Defining the Dataproc connection parameters - 7.2

Spark Streaming

English (United States)
Talend Big Data
Talend Big Data Platform
Talend Data Fabric
Talend Open Studio for Big Data
Talend Real-Time Big Data Platform
Talend Studio
Design and Development > Designing Jobs > Job Frameworks > Spark Streaming

Complete the Google Dataproc connection configuration in the Spark configuration tab of the Run view of your Job. This configuration is effective on a per-Job basis.

Only the Yarn client mode is available for this type of cluster.

The information in this section is only for users who have subscribed to Talend Data Fabric or to any Talend product with Big Data but it is not applicable to Talend Open Studio for Big Data users.


  1. Enter the basic connection information to Dataproc:

    Project identifier

    Enter the ID of your Google Cloud Platform project.

    If you are not certain about your project ID, check it in the Manage Resources page of your Google Cloud Platform services.

    Cluster identifier

    Enter the ID of your Dataproc cluster to be used.


    Leave the default value global as is, since this is the only region which the Studio supports for Google Cloud Platform.

    Google Storage staging bucket

    As a Talend Job expects its dependent jar files for execution, specify the Google Storage directory to which these jar files are transferred so that your Job can access these files at execution.

    The directory to be entered must end with a slash (/).

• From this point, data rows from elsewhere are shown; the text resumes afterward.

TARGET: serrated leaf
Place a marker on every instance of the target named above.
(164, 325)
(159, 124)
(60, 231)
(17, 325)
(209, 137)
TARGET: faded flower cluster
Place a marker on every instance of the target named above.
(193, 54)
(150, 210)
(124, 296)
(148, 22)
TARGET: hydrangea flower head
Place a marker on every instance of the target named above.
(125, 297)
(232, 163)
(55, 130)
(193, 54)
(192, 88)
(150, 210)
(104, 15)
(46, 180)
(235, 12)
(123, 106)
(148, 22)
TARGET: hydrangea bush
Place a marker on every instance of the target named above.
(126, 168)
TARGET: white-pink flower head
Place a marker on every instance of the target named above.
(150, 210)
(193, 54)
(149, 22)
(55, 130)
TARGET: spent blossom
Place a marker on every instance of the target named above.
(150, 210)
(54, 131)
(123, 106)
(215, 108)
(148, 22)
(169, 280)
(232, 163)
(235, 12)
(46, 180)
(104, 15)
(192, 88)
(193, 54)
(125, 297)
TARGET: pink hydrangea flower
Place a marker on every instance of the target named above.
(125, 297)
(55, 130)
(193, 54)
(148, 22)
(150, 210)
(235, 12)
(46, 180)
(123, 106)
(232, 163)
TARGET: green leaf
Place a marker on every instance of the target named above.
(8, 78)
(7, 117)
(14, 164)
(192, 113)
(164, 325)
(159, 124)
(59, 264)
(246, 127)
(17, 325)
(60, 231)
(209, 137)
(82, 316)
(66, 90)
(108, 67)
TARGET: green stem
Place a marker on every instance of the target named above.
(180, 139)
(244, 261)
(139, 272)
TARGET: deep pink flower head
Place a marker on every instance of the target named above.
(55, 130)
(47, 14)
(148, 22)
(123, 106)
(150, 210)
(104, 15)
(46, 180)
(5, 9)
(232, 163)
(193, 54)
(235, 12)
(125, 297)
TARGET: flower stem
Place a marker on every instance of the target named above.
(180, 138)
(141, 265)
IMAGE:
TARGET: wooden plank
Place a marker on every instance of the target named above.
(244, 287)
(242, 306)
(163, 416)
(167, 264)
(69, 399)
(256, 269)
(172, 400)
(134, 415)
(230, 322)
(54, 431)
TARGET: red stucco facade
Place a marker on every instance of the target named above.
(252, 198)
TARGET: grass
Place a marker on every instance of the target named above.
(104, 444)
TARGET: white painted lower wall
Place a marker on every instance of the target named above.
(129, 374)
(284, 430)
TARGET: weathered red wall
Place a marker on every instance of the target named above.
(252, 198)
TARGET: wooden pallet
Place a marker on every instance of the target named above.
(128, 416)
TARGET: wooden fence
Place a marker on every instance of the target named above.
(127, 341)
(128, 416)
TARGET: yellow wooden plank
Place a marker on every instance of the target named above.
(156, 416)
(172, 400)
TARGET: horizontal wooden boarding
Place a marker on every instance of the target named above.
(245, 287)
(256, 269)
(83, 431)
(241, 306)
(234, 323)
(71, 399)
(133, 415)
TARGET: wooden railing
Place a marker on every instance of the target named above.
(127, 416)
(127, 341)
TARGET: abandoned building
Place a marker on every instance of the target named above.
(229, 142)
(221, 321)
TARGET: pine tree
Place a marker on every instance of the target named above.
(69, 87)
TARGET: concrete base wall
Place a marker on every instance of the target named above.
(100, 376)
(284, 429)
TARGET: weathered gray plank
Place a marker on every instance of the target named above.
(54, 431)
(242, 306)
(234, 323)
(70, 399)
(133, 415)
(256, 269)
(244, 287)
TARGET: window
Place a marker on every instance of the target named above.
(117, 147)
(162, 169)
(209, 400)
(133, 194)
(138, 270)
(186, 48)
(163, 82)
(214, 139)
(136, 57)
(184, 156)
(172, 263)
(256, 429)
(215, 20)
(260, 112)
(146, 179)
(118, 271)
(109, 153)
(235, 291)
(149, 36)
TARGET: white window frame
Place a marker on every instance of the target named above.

If not existing, the directory is created on the fly but the bucket to be used must already exist.

  2. Provide the authentication information to your Google Dataproc cluster:

    Provide Google Credentials in file

    Leave this check box clear, when you launch your Job from a given machine in which Google Cloud SDK has been installed and authorized to use your user account credentials to access Google Cloud Platform. In this situation, this machine is often your local machine.

    When you launch your Job from a remote machine, such as a Jobserver, select this check box and in the Path to Google Credentials file field that is displayed, enter the directory in which this JSON file is stored in the Jobserver machine.

    For further information about this Google Credentials file, see the administrator of your Google Cloud Platform or visit Google Cloud Platform Auth Guide.

  3. With the Yarn client mode, the Property type list is displayed to allow you to select an established Hadoop connection from the Repository, on the condition that you have created this connection in the Repository. Then the Studio will reuse that set of connection information for this Job.
  4. In the Spark "scratch" directory field, enter the directory in which the Studio stores in the local system the temporary files such as the jar files to be transferred. If you launch the Job on Windows, the default disk is C:. So if you leave /tmp in this field, this directory is C:/tmp.